Some days, it snows. And you’re cold and grumpy and you miss lunch, and you end up in the pub around the corner standing with your back next to the wildest roaring fire you’ve ever shared a room with and there’s half a pint of fruity local ale in one hand and a bag of salted crisps in the other, and you’re staring out of the window watching the sunset turn the snow pink and listening to the drunk posh girls in dirty wellies talk too loudly and wondering why you get so much pleasure out of the fact that the carpet is faded in a certain way and then slowly, something shifts and everything starts to look alright again.
Other days, it snows. And you make caldo verde.
You need potatoes, onion, garlic, chorizo, kale and olive oil.
Peel and chop potatoes and onion, add two peeled whole garlic cloves and enough water to cover. Boil until tender.

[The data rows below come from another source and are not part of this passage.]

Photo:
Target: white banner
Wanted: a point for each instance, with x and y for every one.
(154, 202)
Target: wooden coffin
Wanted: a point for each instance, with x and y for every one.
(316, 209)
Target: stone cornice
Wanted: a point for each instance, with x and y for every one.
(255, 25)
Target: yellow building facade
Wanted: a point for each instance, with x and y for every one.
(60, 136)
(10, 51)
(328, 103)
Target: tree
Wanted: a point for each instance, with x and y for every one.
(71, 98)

Remove the vegatables and use a mouli if you have one or just a potato masher to mash the potato, onion and garlic mix.
Add more water, or stock, and return the mash mixture to the pot.
Add the chorizo, sliced, and the kale, very thinly sliced. Bring to the boil and simmer for 15 minutes.
Serve with extra virgin olive oil swirled on the top.
You could make this vegetarian by replacing the chorizo with some chunky beans. Either way, why not try serving with an additional squeeze of lemon and a dollop of good chilli sauce, and some warm bread and cheese on the side, and maybe a glass of red wine, and let the cold try and get you then. Just watch it try.